Todos estes referidos poetas encontram-se envolvidos na corrente literária do
Surrealismo, o próprio Sá-Carneiro é considerado pelos críticos como um percursor do
Surrealismo português, o que significa que são sustentados pelo passado, na medida em
que essa corrente literária é sustentada pelo passado arcaico para ser projectado para o
futuro sem a necessidade de se recorrer ao presente. O encontro e o confronto entre elas
garantem igualmente a contemporaneidade das suas obras e delas próprias. A
intertextualidade que o poema Comigo me desavim, em particular, proporciona às
gerações posteriores continuando dessa forma fonte viva para a reinscrição, permite a
contemporaneidade do poema.
José Régio, pseudónimo de José Maria dos Reis Pereira (1901-1969) foi outro
escritor que apresentou na sua obra relações inter-discursivas com os poetas da geração
de Orpheu.

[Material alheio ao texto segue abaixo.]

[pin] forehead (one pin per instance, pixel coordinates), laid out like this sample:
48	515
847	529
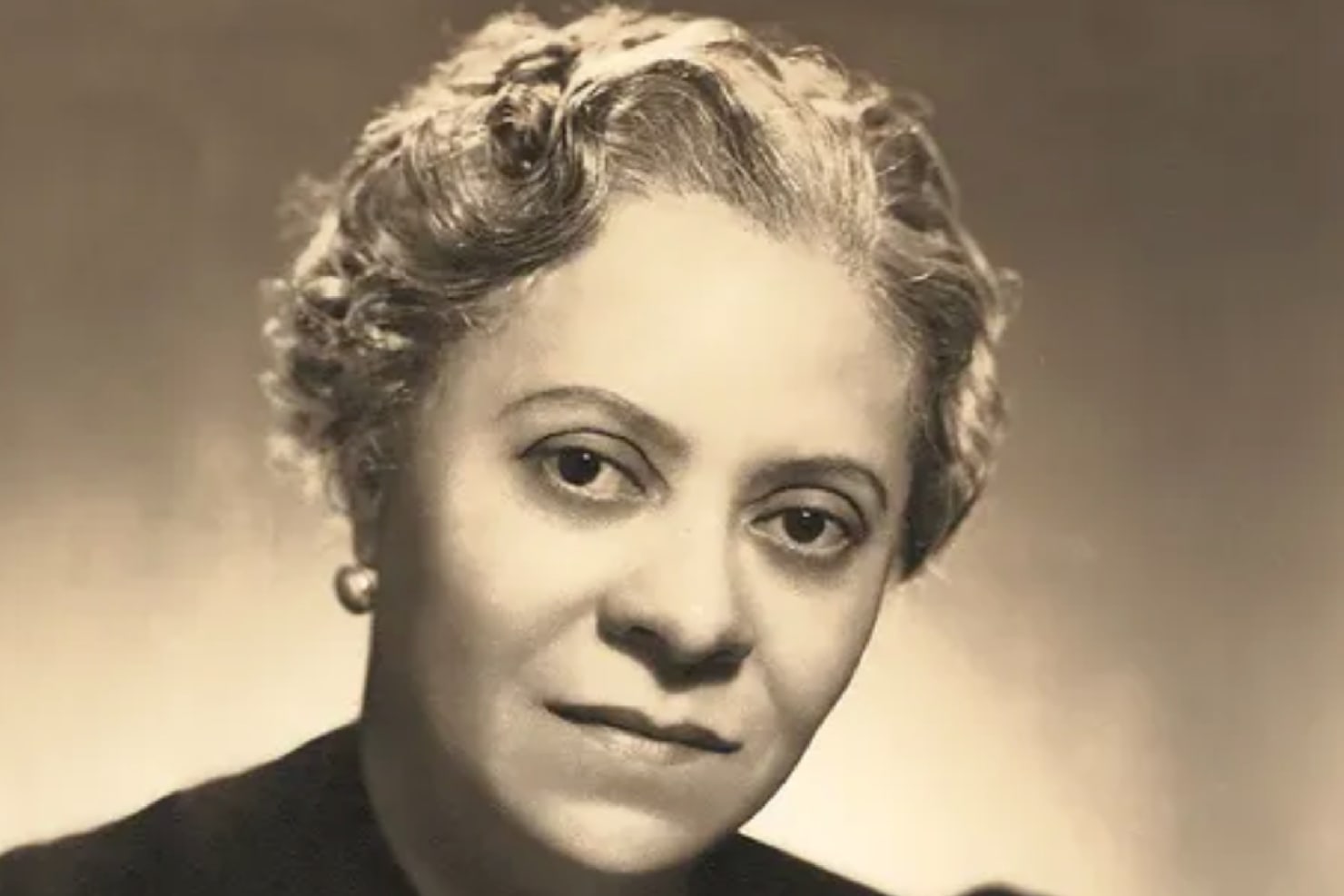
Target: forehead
686	308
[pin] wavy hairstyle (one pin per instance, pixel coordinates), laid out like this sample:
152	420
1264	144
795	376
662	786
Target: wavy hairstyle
503	164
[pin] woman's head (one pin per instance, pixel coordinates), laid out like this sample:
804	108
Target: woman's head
644	356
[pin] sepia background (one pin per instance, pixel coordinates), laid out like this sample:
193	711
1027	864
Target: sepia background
1122	681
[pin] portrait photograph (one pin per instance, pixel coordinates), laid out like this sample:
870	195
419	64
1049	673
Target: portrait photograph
671	448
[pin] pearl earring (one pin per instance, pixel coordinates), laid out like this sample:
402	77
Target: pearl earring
355	587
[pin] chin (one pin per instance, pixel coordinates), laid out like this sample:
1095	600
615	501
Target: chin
625	840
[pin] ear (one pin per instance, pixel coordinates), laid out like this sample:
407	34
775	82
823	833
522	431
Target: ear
363	496
364	509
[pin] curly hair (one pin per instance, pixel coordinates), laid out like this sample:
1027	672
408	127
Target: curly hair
504	162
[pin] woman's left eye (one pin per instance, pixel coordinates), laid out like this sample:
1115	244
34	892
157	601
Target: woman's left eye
808	531
588	473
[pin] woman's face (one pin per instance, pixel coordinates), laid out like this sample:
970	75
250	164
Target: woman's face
641	539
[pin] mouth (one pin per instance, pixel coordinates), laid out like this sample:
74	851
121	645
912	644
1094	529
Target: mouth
636	723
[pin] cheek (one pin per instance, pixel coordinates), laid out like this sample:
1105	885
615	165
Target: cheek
514	574
809	644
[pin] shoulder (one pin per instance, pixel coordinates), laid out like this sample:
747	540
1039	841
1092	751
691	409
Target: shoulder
746	865
266	826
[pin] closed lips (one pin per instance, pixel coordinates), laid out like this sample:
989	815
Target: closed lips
635	722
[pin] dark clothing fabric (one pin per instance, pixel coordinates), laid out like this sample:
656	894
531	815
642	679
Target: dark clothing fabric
302	825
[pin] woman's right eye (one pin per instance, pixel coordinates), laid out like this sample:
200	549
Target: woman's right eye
588	473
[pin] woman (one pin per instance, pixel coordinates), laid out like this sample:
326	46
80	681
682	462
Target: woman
643	359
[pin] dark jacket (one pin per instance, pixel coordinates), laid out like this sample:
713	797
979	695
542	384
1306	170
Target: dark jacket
301	825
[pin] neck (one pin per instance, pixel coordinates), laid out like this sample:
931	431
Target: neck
448	842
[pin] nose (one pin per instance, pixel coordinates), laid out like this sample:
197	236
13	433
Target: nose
685	613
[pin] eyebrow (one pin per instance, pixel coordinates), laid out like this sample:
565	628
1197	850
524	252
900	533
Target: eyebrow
834	465
622	409
635	417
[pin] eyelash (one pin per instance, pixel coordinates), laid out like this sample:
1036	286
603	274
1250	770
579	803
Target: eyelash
548	456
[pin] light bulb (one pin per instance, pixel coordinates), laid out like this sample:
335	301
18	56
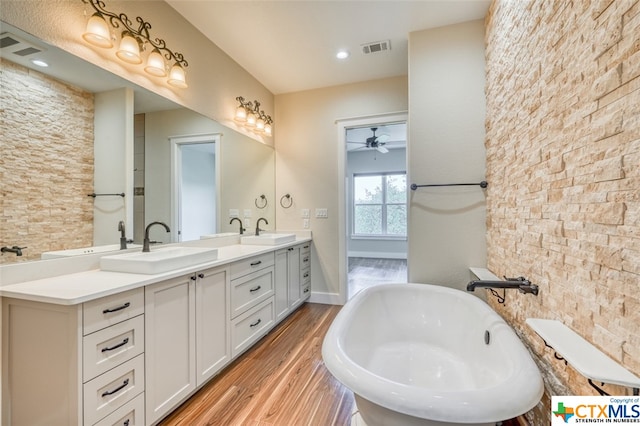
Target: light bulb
155	64
177	77
129	50
97	32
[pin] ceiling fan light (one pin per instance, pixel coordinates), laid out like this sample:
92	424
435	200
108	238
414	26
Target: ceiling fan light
155	64
97	32
129	50
177	77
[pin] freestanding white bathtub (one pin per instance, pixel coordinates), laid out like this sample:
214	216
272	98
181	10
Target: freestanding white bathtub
419	354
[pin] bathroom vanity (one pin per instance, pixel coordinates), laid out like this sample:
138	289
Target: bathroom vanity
112	348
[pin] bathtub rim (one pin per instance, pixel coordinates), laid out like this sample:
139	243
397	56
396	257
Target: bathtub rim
468	406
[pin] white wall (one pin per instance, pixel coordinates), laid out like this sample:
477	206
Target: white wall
368	161
446	145
307	150
113	164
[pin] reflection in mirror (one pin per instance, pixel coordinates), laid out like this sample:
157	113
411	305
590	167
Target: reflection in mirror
71	130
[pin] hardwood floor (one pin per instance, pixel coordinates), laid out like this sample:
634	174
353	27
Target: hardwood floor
281	381
366	272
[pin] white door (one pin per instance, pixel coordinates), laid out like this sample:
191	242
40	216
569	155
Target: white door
195	196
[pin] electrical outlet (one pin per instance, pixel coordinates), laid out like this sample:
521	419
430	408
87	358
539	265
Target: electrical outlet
322	213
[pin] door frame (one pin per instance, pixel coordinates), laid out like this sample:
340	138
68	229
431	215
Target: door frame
342	126
176	172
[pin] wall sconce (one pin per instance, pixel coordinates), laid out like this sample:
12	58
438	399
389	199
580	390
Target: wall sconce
253	118
133	41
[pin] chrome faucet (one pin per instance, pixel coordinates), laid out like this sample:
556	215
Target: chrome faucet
258	225
521	283
239	222
145	245
123	236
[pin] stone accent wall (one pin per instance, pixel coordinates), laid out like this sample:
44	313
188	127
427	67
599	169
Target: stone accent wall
46	163
563	165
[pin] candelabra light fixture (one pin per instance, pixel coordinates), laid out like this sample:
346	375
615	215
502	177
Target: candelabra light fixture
253	117
103	29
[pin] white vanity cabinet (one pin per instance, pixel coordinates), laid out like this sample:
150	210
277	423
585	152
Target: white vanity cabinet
293	278
187	337
73	364
252	302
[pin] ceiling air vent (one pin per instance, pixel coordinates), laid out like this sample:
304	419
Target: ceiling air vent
376	46
9	43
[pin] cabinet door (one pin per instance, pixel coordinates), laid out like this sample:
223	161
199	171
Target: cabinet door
212	331
281	285
169	344
293	260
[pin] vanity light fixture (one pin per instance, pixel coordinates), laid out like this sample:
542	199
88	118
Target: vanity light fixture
133	42
253	118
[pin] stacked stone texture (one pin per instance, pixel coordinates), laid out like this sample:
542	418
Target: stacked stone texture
563	162
46	163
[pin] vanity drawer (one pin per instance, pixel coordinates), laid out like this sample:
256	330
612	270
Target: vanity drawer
250	326
251	289
112	346
101	313
305	248
130	414
244	267
113	389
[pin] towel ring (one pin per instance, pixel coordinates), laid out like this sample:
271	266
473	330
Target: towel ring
264	202
288	197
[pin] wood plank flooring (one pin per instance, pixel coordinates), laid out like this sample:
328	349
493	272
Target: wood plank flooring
366	272
281	381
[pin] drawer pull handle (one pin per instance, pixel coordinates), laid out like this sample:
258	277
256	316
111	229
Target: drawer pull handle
119	345
119	308
116	390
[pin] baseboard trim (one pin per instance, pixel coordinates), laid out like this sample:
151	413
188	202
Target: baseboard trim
377	255
325	298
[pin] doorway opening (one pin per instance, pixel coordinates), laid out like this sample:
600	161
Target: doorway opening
194	190
375	202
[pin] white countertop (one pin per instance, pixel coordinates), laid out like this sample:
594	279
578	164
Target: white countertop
80	287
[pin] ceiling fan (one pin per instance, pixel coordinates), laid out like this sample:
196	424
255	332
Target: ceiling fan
374	142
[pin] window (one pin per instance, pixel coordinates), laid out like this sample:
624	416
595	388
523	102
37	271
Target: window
380	204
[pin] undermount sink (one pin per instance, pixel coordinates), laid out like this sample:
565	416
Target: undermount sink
159	260
268	239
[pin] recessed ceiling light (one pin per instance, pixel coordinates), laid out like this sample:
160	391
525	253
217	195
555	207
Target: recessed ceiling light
342	54
39	62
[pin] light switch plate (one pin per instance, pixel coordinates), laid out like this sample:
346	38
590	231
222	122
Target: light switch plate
322	213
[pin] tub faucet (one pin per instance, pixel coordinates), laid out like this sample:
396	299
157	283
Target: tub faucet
145	244
15	249
239	222
123	236
521	283
258	225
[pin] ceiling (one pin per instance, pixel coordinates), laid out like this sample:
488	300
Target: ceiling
290	45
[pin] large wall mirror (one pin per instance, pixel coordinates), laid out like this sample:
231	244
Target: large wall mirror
74	137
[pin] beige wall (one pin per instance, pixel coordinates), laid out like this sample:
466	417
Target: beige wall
446	135
563	155
46	166
307	149
214	79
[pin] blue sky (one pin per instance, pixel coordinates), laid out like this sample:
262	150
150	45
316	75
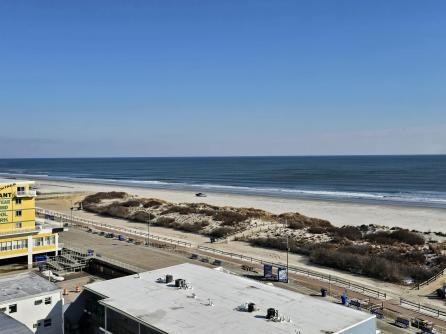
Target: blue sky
179	78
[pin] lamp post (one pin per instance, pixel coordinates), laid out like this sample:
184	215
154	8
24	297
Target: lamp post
148	231
287	251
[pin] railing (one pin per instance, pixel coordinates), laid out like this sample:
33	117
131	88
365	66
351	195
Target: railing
119	264
306	272
28	193
423	308
121	230
19	231
432	279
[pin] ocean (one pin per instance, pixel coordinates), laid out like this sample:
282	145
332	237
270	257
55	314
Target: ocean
412	180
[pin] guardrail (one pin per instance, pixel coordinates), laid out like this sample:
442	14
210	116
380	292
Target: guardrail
430	280
121	230
29	193
423	308
305	272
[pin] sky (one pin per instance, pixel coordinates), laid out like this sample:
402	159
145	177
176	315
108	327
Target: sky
210	78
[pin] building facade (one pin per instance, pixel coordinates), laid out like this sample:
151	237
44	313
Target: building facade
20	236
191	299
33	301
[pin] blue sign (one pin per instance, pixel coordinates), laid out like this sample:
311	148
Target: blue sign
267	271
282	275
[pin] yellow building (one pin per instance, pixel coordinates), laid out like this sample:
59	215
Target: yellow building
20	235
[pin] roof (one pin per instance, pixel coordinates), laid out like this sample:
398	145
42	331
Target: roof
9	181
10	325
23	285
174	310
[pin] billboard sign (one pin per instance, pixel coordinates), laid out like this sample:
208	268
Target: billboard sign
268	271
282	274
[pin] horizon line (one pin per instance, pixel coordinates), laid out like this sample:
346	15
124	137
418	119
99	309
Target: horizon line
232	156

A sua admiração pelos poetas órficos, nomeadamente Mário de Sá-Carneiro,
levou-o a escrever uma peça de homenagem a Sá-Carneiro intitulada por Mário ou Eu
Próprio – o Outro, no livro Três peças em um acto em 1957. Esta peça teatral, que é
como uma continuidade da novela carneiriana Eu – próprio o Outro do livro Céu em
fogo, o autor presencista reflexiona sobre um dos temas nucleares da obra carneiriana,
ou seja, a presença do duplo que percorre toda a obra de Sá-Carneiro. Temos uma
personagem fictícia Mário, um poeta na iminência de se suicidar, que num momento de
angústia e solidão é surpreendido pela figura do Outro, personagem com quem
estabelece um diálogo conflituoso que se mantém ao longo de toda a peça. Esta figura
do Outro acaba por se manifestar como sendo o alter-ego de Mário e mostra-lhe que o
que faz dele um génio é a essência criativa que faz parte integrante do seu próprio
íntimo superando assim todas as limitações físicas que tanto incomodam Mário.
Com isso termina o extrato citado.